Rząd zwołał posiedzenie rządu przed ćwiczeniami wojskowymi w celu przeglądu rozwoju obrony narodowej. Poinformował o tym Viktor Orbán

OTRZYMALIŚMY Z BRUKSELI BARDZO MAŁO PIENIĘDZY NA OCHRONĘ GRANIC.

Odparcie nacisku na granicę węgierską zależy wyłącznie od nas. W przypadku Litwy Unia pomaga przy budowie ogrodzenia, więc i nam to wsparcie przysługuje. Orbán stwierdził, że powinniśmy uznać koszty, jakie ponieśliśmy, chroniąc mieszkańców Zachodu.

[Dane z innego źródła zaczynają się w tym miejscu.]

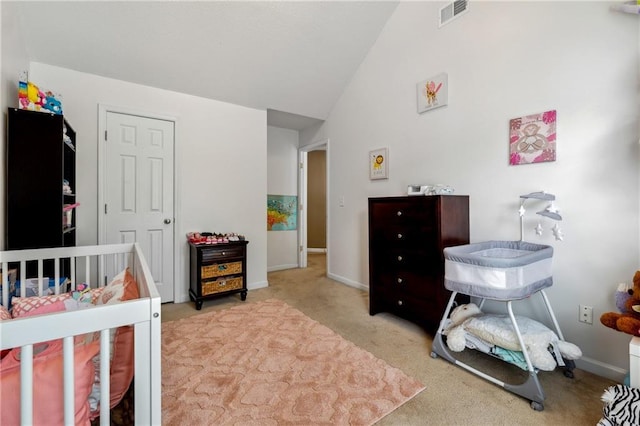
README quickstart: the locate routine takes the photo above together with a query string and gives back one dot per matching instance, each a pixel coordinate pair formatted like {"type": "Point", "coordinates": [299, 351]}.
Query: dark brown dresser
{"type": "Point", "coordinates": [218, 270]}
{"type": "Point", "coordinates": [406, 263]}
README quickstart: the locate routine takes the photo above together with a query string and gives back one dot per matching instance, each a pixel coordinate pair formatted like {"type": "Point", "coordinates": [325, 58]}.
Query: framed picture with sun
{"type": "Point", "coordinates": [379, 164]}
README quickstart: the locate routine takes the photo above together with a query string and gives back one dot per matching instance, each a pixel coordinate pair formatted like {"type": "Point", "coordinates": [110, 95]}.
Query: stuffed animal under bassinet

Viktor Orbán w końcu powiedział, że przez całe lato przygotowywali się do czwartej fali.

"Jesteśmy przygotowani. Wirus nie zniknie, ci, którzy się nie zaszczepili, nie mogą oczekiwać, że się nie zarażą. Wirus znajdzie każdego, kto nie jest zaszczepiony”.